When Gonzalez enters the cage, he will be looking to make it four wins in as many tries. He feels that Bellator is the home that he has needed for his career to flourish the way he always knew it would be.
“They have treated me great,” he said. “Since the beginning, they have given everything that I have wanted. I’m an older guy, or getting older as far as the sports goes, with my record and all. I felt I wanted to jump in to fight the very best guys and not start at the very bottom. I wanted to show that, in my heart, I could compete with the best. Just the guys that I have been training with over the years, I knew I could jump in and start making a name for myself in my division. I never had the opportunity to show my skills. Now, in Bellator, they have given me that shot. I am going to try and make the best of it.”
It does not take much to add your name into the mix for a Bellator title shot these days. Yet, no one is really talking about Gonzalez, despite his three-fight winning streak. Those wins came over former Dream titleholder Marius Žaromskis, former Bellator title contender Karl Amoussou and former World Extreme Cagefighting champion Karo Parisyan. If Gonzalez walks away with his hand raised again after fighting Millender, it could be his time.
“I really think that will come down to the promotion,” he said. “I don’t think anyone is doing what I am doing right now, as far as going in there and trying to put on a good performance and get finishes. Some are, but the ones that get the talk for title shots only have like two wins in a row. This will be my fourth win in a row, if I come out with the victory. As far as putting in the work, I have done what I have needed to do to get my title shot. I will be ready for it when they come calling.”
At the end of the day, Gonzalez knows what MMA means to him. He knows that win or lose, it is not a matter of life or death. It is a job.

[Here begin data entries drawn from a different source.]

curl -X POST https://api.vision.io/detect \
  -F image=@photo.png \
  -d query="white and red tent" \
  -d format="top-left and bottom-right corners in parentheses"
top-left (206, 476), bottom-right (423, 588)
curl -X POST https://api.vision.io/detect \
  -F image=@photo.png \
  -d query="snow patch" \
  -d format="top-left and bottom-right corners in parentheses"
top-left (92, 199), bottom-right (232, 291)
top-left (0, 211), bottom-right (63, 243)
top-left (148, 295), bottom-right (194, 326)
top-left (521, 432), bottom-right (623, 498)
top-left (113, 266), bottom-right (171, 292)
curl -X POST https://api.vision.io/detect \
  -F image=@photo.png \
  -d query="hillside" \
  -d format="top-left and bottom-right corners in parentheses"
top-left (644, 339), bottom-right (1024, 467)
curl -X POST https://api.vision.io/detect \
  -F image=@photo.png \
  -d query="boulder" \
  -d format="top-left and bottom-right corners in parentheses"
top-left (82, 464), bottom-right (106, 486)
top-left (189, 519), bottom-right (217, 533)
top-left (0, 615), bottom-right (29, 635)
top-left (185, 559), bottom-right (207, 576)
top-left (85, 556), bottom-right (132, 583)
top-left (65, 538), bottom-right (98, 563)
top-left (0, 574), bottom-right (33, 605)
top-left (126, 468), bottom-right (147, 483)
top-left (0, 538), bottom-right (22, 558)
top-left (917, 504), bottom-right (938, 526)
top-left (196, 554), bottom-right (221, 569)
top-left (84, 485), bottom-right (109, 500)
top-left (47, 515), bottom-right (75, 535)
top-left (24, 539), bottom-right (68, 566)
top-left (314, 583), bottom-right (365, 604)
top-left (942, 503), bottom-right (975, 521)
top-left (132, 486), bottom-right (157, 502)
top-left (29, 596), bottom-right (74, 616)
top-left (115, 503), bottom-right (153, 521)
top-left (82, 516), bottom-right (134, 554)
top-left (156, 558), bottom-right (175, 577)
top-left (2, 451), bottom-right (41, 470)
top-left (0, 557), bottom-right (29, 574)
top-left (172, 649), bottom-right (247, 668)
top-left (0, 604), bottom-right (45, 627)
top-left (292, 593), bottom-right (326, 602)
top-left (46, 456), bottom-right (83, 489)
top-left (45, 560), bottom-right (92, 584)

“I try not to take anything too seriously,” he said. “At the end of the day, it is just a fight. Everyone is trying to win that title. The more you put pressure on yourself, the more hesitant you are going to fight. You are worrying about the next guy when the guy in front of you is just as tough.
“I think the more relaxed you are and just go in there and perform — just go out there and fight the way you know how and train your ass off and put on a good show — win, lose or draw, the people will know how much you put into it by the way you fight. The more you let the hype get to you and you get the mindset of I have to win, I feel it slows you down. For me, it did. I have to go out there and fight one fight at a time. I just go out there and put on the best performance for me and my family.”